Type 5 or "endotension"- no leak is visible radiographically, but the aneurysm continues to grow [5]. This may be because the blood flow is undetectable by standard imaging, because of pressure transmission through the fabric, or serous ultrafiltrate across the endograft fabric [45]. Scanning the graft in both the arterial and delayed phases is important to make sure that a subtle leak is not missed. Type 5 endoleaks carry a long-term risk for sac rupture [35]. Repair is indicated if the sac diameter increases by more than 1 cm [45].

About 18% of leaks will only be seen on arterial phase images, while about 3% will only be seen on delayed exams. Note that gas may be seen in the aneurysm sac immediately following stent deployment and should not be considered pathologic when scans are performed at that time. For thoracic aortic endografts, a "bird-beak" configuration (defined as an incomplete apposition of the proximal endograft with a wedge-shaped gap between the device and the aortic wall) is associated with a markedly increased risk for Type Ia or IIa endoleak [21].

2- Graft thrombosis: Partial, peripheral, or semicirular thrombosis is seen in 3-19% of stents [10]. Graft occlusion is rare [6].

3- Graft kinking: Kinking occurs when large aneurysms shrink/shorten after stent grafting [13]. The kinking may not be detected on transaxial images, but can be demonstrated on MIP or MPR images. Kinking is in turn associated with graft migration, thrombosis, and endoleak [13].

4- Graft migration: Occurs due to poor attachment of the stent to the aortic wall [16]. Migration of 5 mm or more is considered substantial and stent graft position with respect to a constant anatomic landmark should be recorded during followup imaging [13].

5- Shower or peripheral embolism: Shower embolism occurs in 4-17% of cases and is generally fatal [6]. Peripheral embolism can lead to organ or limb ischemia [10].

6- Colonic necrosis (abdominal aortic stent grafting)
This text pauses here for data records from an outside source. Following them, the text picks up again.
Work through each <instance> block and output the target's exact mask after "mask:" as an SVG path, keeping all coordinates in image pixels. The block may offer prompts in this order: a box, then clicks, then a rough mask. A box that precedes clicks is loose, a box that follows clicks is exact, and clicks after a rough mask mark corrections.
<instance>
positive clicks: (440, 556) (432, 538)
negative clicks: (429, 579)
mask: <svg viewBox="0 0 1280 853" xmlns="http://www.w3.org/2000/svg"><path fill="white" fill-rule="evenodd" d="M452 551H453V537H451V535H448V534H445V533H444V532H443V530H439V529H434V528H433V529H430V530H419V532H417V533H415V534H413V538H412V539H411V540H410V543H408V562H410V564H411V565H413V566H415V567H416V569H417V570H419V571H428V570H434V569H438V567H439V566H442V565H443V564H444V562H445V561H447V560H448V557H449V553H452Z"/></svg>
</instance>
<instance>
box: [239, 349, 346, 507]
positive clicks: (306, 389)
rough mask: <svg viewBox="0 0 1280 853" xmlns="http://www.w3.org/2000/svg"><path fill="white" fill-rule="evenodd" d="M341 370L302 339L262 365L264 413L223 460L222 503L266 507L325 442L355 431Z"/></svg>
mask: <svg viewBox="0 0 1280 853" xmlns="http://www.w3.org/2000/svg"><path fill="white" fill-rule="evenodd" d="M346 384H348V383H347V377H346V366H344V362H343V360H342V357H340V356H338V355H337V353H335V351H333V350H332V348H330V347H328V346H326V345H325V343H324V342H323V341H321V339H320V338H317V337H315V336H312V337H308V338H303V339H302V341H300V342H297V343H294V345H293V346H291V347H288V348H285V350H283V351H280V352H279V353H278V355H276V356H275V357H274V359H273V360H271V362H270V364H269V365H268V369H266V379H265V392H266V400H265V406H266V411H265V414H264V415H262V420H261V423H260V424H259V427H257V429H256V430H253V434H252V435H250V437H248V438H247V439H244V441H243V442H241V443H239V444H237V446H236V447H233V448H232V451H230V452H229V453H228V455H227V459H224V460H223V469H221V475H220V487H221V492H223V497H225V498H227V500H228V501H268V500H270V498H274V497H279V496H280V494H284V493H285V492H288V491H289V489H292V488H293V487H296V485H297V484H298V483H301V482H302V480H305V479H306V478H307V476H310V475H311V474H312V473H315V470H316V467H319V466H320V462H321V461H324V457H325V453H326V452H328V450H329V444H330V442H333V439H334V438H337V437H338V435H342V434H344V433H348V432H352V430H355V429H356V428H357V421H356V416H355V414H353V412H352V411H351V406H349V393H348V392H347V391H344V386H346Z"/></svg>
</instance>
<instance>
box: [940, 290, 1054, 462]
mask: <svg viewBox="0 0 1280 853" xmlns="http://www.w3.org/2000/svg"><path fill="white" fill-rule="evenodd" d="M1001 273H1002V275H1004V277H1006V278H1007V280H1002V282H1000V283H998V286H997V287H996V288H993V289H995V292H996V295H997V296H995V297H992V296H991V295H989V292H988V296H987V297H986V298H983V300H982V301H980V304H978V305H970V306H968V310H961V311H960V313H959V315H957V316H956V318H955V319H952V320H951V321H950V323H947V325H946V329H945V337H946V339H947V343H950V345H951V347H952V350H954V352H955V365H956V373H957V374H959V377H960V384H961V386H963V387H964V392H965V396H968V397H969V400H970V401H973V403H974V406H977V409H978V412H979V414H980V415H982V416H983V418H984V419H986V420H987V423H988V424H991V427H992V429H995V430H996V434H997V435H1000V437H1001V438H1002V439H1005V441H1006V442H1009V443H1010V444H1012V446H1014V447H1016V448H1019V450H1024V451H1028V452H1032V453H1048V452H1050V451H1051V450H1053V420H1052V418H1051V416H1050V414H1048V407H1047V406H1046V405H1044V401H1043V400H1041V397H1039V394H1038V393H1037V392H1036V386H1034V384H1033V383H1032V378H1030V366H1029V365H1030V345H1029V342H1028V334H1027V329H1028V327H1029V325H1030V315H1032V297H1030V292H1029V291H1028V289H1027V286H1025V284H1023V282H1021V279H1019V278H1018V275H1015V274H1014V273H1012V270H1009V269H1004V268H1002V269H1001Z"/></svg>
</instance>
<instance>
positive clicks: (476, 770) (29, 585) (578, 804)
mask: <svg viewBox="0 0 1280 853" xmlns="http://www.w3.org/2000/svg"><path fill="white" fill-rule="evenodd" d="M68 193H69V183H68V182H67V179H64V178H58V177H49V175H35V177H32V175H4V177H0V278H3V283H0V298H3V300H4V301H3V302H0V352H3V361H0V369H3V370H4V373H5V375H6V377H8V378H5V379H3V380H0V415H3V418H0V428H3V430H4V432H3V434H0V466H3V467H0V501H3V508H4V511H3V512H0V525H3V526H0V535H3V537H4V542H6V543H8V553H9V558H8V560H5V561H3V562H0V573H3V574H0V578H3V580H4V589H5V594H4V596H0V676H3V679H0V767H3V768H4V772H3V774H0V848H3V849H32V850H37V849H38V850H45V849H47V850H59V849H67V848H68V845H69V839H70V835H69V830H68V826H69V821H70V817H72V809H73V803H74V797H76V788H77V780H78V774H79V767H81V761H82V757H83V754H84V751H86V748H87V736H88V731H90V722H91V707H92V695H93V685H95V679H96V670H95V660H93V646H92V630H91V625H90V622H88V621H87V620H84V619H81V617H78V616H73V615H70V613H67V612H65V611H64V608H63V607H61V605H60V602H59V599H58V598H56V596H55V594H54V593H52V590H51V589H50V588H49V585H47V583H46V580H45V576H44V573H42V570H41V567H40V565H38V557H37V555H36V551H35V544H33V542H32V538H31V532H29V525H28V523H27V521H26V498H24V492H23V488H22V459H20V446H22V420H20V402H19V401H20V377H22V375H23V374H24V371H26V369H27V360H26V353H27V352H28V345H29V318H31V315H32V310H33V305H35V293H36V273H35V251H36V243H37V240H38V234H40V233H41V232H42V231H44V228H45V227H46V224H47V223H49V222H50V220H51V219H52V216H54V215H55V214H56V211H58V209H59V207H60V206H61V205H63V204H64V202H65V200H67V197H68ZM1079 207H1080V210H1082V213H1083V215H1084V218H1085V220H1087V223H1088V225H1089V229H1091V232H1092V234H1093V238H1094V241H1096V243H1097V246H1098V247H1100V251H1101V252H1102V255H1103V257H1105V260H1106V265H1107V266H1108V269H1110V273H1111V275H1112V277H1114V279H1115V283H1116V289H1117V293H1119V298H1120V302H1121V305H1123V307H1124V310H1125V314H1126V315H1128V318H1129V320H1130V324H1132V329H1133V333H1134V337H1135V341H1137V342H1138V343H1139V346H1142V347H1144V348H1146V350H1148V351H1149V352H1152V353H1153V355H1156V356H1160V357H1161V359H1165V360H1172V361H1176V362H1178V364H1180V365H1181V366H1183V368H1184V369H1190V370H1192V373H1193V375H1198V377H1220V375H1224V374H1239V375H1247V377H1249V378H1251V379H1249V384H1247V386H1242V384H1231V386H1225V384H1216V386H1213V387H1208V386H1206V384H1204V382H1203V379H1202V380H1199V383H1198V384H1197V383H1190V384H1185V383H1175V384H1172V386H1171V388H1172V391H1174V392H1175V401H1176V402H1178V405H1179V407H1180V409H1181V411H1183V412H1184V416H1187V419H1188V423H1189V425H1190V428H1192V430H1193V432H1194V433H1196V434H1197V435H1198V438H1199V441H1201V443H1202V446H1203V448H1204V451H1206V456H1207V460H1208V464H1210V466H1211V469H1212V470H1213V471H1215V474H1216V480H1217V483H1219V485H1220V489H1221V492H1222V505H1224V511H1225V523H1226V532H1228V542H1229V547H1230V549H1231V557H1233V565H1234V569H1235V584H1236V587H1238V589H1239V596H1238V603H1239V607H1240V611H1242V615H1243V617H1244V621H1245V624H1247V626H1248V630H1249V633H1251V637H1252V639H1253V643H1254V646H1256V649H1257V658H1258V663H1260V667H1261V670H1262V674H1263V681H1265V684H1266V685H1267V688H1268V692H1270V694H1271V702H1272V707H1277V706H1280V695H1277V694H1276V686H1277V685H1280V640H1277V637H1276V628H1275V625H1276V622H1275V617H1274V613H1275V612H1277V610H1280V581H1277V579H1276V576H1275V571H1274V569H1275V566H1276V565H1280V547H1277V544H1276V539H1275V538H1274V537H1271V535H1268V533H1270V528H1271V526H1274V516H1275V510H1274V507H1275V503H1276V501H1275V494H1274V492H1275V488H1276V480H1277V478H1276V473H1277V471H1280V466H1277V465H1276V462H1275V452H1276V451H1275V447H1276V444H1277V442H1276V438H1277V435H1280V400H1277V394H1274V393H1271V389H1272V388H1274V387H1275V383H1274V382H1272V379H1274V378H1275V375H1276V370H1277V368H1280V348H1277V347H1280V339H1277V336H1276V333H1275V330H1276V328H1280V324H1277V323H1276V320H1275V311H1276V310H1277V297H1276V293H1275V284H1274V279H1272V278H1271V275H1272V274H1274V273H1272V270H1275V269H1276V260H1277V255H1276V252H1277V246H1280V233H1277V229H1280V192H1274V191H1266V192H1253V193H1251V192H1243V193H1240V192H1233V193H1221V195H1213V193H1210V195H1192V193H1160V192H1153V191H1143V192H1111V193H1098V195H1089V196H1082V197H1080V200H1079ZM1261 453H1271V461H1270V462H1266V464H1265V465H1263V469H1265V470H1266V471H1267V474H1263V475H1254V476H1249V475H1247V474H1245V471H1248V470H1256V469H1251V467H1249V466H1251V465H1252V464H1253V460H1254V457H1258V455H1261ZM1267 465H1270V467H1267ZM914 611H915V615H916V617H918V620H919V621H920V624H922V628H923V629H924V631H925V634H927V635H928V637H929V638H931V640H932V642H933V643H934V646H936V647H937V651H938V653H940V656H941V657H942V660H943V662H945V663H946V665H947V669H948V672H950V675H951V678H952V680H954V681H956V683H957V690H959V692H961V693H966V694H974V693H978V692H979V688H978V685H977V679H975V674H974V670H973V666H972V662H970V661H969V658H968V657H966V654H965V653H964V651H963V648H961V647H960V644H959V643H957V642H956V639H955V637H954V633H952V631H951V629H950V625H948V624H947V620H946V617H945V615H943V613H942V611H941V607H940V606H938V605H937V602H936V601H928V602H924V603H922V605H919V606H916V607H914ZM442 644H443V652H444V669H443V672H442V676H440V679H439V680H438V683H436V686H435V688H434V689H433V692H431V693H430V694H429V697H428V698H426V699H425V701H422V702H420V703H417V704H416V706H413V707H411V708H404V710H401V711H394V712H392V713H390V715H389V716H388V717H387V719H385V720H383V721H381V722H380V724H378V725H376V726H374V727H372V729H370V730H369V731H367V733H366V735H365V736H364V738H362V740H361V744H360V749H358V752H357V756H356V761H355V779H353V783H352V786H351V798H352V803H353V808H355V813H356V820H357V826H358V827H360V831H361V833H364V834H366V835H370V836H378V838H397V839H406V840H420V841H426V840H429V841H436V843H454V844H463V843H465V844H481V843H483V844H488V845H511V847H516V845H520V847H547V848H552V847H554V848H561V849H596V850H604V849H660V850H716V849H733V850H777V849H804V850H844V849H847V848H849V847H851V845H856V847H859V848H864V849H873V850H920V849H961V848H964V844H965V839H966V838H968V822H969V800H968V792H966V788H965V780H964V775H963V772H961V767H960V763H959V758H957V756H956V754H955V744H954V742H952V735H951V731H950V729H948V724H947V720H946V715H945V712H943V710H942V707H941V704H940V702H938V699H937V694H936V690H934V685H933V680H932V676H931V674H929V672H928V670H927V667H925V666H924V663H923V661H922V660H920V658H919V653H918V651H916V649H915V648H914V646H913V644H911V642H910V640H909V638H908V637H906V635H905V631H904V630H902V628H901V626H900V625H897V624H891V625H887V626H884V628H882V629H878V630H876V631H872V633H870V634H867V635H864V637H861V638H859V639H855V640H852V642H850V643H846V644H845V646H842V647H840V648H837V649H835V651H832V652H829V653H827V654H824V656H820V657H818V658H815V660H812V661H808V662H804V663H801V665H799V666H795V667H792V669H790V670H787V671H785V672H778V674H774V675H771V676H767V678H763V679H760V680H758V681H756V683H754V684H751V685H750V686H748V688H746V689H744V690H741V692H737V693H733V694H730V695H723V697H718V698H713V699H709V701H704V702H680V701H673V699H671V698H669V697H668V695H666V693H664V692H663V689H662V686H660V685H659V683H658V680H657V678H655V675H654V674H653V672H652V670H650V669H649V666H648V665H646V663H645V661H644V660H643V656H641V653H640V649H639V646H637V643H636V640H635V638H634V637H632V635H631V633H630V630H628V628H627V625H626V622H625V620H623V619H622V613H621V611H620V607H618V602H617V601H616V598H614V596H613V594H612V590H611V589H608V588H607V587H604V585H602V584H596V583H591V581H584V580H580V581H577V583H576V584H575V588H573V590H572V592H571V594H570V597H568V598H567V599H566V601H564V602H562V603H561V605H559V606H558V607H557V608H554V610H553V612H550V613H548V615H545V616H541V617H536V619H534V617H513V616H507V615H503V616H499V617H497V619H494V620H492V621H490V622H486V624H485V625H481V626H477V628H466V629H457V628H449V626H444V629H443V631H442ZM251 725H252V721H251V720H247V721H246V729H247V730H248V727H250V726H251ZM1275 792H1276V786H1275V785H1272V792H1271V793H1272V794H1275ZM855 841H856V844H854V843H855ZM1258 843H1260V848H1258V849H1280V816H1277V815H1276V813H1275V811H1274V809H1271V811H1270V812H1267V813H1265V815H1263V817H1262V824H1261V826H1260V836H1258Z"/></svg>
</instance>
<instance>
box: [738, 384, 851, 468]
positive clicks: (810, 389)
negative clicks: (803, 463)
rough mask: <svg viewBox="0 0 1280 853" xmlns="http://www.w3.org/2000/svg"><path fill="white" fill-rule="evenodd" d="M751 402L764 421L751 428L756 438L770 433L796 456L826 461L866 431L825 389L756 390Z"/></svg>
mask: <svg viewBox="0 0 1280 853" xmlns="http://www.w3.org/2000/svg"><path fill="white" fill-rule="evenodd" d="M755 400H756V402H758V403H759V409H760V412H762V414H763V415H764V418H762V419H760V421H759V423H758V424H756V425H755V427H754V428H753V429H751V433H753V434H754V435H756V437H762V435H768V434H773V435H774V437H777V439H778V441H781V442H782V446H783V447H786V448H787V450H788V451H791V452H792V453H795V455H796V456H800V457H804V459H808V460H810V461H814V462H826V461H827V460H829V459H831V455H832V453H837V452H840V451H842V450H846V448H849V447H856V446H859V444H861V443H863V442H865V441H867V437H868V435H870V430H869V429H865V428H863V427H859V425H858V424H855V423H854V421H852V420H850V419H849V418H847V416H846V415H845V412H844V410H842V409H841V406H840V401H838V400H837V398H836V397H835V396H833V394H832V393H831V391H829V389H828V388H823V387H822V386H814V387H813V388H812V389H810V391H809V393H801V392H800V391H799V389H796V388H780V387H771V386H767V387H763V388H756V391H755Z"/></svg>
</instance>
7- Aortic dissection (2%) [10].

8- Vascular perforation

9- Pseudoaneurysm associated with graft infection: In the abdominal aorta, more than 5 mm of perigraft soft tissue between the aneurysm wall and the graft is abnormal and may suggest infection [22].

10- Stent collapse- predisposing factors are poor stent attachment and oversizing of the stent [16]. On CT there is narrowing of the endolumenal stent diameter and displacement of the stent from the vessel wall [16]. This complication requires urgent surgical intervention when there is significant narrowing of the aortic lumen [16].

11- Suture breaks and metal-ring fractures: AneuRx stent grafts were the most widely deployed stent graft up until 2012 when it was replaced by a newer design [34]. The graft was constructed from self-expanding nickel-titanium (nitinol) and woven polyester graft material [34]. The diamond shaped nitinol segments are laser cut from a single piece of nitinol tubing [34]. As a result the grafts are predisposed to two types of mechanical failure- fracture of the metallic stent rings and breakage of the polyester sutures that connect adjacent rings [34]. Suture breaks and metal-ring fractures are associated with type I (due to graft migration) and III (due to component separation) endoleaks [34]. Major suture breaks and metal-ring fractures occur most frequently at the junction between the main body and the limbs of the bifurcated graft [34].

12- Post endograft repair aortic rupture: The rate of post endograft repair aortic rupture ranges from 0.4 % to 1.1% with the time to rupture ranging from 3 days to 85 months [35]. Risk factors for post endograft instability include graft migration more than 5mm, graft kinking or fracture, and persistent endoleaks [35].

13- Renal infarct: Renal infarction can be seen in up to 26% of patients following stent graft repair [42]. Often (up to 39% of cases) this is the result of intentional exlcusion of a small accessory renal artery [42]. However, up to 61% can be related to embolic phenomena [42]. Other causes include a flow limiting renal artery dissection [42].